The Appleby report highlighted “renewed confidence in offshore transactions, and an increase in deals” between the first and second quarters between Q1 and Q2 2013.
The latest edition of Appleby‘s quarterly report, which provides data and insight on merger and acquisition activity in major offshore financial centres, also shows that both the number of deals completed and their value remained “broadly consistent” with the first quarter, compared with Q1, suggesting, Appleby said in a statement, that there may be “some stabilisation of transactional activity levels after the volatility of the last few years”.
Cameron Adderley, partner and global head of Appleby’s corporate and commercial department , noted that the number of deals taking place had “started to form a pattern averaging out around 500 per quarter in five of the last six quarters”.
So far this year, he added, “we have seen 493 deals in Q2 and 491 in Q1.
“We feel comfortable asserting that business confidence is at last returning to the markets.”
Adderley said the average size of the deals being struck – $64m – is running higher than it has for five of the last eight years.
“The offshore region average is also higher than all other regions except for North America [$119m] and Central and South America [$109m].”
Top deals = ‘just 1/3 total’
The top 10 offshore deals accounted for just a third of the cumulative deal value overall, as was the case in the first quarter, which Adderley said was a cause for further optimism. This is because one-off mega deals have previously distorted values in previous quarters, he said.
“We can now see genuine substance returning to the mid-market, and activity returning across the spectrum of business sizes,” Adderley noted.
“Transaction sizes show tangible signs of settling at pre-boom levels, on a par with 2006 data, when $61m was spent on the average transaction,” Adderley said.
Appleby group chairman Frances Woo said the latest data was encouraging to those in offshore business circles because the numbers showed the offshore market’s ranking, relative to the other major world regions, to be strong.
“The offshore markets now rank sixth globally in terms of cumulative deal value, only just behind South and Central America,” Woo noted.
“The offshore market is more active than Oceania, Africa and the Middle East. And when we look at average deal size we again find a source of positive news – here the offshore region ranks third globally, behind only North America and South and Central America in [the second quarter].”

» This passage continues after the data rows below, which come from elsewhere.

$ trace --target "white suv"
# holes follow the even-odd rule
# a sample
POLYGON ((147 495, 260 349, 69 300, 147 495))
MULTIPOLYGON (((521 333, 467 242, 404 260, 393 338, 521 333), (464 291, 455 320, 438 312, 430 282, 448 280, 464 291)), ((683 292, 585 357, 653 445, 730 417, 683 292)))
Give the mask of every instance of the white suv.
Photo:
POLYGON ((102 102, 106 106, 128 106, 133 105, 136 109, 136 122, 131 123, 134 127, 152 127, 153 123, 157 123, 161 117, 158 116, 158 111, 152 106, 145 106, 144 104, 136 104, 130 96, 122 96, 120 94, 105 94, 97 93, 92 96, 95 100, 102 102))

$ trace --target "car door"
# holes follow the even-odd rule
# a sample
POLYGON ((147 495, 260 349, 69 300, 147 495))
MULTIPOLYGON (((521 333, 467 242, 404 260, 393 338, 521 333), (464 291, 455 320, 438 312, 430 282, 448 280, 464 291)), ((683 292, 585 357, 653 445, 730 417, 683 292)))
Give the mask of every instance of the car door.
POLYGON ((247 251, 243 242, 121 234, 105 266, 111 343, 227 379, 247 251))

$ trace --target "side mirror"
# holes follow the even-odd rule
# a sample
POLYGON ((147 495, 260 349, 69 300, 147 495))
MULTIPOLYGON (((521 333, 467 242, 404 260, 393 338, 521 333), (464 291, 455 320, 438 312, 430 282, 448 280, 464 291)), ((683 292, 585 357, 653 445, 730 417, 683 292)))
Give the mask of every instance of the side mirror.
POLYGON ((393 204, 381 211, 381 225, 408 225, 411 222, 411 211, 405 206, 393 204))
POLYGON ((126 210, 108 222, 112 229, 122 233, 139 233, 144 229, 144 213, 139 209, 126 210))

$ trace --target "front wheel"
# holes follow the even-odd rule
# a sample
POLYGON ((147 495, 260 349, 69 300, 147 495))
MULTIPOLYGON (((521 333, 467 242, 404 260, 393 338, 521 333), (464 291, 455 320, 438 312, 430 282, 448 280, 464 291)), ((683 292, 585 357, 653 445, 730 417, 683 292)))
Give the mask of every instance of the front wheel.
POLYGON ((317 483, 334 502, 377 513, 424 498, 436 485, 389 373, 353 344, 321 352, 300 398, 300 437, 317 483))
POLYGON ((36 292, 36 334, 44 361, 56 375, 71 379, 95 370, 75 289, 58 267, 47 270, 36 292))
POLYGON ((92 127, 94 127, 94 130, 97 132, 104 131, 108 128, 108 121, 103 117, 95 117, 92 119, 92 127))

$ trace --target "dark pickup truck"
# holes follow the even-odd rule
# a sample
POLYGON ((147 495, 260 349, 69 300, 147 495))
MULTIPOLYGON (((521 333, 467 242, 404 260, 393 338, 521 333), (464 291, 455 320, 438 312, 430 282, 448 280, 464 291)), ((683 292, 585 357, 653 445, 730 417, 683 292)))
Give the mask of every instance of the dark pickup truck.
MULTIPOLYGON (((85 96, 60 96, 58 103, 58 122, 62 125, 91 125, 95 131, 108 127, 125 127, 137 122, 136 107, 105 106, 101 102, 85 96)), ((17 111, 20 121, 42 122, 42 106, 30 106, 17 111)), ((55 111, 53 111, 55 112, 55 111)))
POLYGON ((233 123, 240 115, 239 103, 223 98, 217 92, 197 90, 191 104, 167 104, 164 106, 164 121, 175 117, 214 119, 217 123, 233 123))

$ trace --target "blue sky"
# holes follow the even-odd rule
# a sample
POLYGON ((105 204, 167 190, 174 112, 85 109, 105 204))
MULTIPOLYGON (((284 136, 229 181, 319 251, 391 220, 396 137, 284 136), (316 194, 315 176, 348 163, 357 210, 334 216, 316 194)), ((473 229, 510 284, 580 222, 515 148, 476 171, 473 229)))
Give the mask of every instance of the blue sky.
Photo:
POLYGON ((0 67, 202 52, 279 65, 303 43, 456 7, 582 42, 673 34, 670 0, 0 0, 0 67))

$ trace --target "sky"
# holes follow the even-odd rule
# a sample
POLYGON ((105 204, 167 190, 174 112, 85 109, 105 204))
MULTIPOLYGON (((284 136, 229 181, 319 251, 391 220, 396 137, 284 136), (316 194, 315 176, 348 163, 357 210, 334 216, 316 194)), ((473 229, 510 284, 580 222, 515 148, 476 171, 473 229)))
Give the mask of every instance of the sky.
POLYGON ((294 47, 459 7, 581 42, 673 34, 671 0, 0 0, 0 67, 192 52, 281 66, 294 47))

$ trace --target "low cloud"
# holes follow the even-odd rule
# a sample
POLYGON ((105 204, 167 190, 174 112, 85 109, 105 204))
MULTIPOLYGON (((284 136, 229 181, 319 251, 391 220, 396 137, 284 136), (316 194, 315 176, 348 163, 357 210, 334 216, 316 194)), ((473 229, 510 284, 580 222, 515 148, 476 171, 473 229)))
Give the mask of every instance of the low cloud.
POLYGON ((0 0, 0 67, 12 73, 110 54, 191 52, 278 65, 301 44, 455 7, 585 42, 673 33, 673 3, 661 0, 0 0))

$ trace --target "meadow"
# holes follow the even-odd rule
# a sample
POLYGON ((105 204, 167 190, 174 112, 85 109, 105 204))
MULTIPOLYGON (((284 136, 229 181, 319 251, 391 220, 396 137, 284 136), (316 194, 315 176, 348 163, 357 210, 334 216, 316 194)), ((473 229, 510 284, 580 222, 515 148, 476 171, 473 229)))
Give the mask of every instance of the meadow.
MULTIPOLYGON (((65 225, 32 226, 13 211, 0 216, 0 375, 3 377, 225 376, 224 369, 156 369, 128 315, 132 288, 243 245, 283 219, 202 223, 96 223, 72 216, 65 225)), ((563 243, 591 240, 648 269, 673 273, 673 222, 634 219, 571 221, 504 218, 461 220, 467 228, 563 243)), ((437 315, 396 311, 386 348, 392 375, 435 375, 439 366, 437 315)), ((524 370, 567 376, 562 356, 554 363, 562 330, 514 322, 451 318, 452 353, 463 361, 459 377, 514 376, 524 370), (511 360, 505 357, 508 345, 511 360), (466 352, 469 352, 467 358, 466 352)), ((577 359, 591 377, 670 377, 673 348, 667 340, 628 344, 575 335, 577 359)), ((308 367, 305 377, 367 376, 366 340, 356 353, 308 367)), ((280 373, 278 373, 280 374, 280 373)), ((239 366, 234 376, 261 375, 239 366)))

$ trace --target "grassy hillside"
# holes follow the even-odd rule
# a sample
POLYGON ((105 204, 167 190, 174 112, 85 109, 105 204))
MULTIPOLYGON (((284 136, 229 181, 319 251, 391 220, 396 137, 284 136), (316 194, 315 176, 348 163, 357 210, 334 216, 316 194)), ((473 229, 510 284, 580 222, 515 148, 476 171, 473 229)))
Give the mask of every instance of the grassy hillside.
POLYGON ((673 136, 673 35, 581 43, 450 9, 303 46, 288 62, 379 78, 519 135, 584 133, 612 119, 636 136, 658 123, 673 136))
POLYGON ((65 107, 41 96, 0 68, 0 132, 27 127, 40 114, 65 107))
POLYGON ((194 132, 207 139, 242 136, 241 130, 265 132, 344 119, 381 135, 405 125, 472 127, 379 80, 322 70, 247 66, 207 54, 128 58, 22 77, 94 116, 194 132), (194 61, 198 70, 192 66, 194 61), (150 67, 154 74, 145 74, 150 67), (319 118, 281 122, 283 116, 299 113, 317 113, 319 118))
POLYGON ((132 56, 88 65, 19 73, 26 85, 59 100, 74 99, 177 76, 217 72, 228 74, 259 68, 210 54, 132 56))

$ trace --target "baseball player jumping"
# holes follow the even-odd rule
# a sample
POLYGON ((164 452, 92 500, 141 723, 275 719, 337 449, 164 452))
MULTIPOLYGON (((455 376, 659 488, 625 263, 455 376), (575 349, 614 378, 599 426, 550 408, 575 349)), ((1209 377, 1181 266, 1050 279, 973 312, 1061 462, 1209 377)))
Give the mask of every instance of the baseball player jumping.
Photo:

Financial services, resources deals dominate
As for the types of deals being done on the offshore arena, next to deals involving financial services (which “once again…powered the offshore M&A markets” in the second quarter), the biggest tended to be in the energy and resource sector, Appleby noted.
Specifically, they were deals that involved companies in the business of supplying energy and resources to the emerging market economies, Appleby found.
The Appleby data showed there were a total of 168 deals in the offshore financial services and insurance sector in the second quarter of 2013, with a combined worth of $10bn, up from 147 deals worth $6.5bn in the first three months of the year.
The single largest financial services deal in the second quarter saw Platform Acquisition Holdings, a special purpose acquisition vehicle incorporated in the BVI, list on the London Stock Exchange in an IPO that raised $905m.
The biggest deal of all in the three month period, though, involved an agreement by the Indian state oil firms ONGC and Oil India to buy a 10% stake in a Mozambique gas oil field, with the acquisition of the BVI-incorporated Indian conglomerate Videocon Group, for $2.4bn.
Another major deal was the acquisition by a company owned by Alexander Djaparidze, the Russian billionaire, of an 18% stake in the Eurasia Drilling Company, a Cayman-incorporated onshore oil and gas drilling company, for $941m, in April. In May, China Resources Power Holdings acquired Elite Wing, a BVI-incorporated wind farms development services company, for $552m.
Appleby is one of the world’s largest providers of offshore legal, fiduciary and administration services.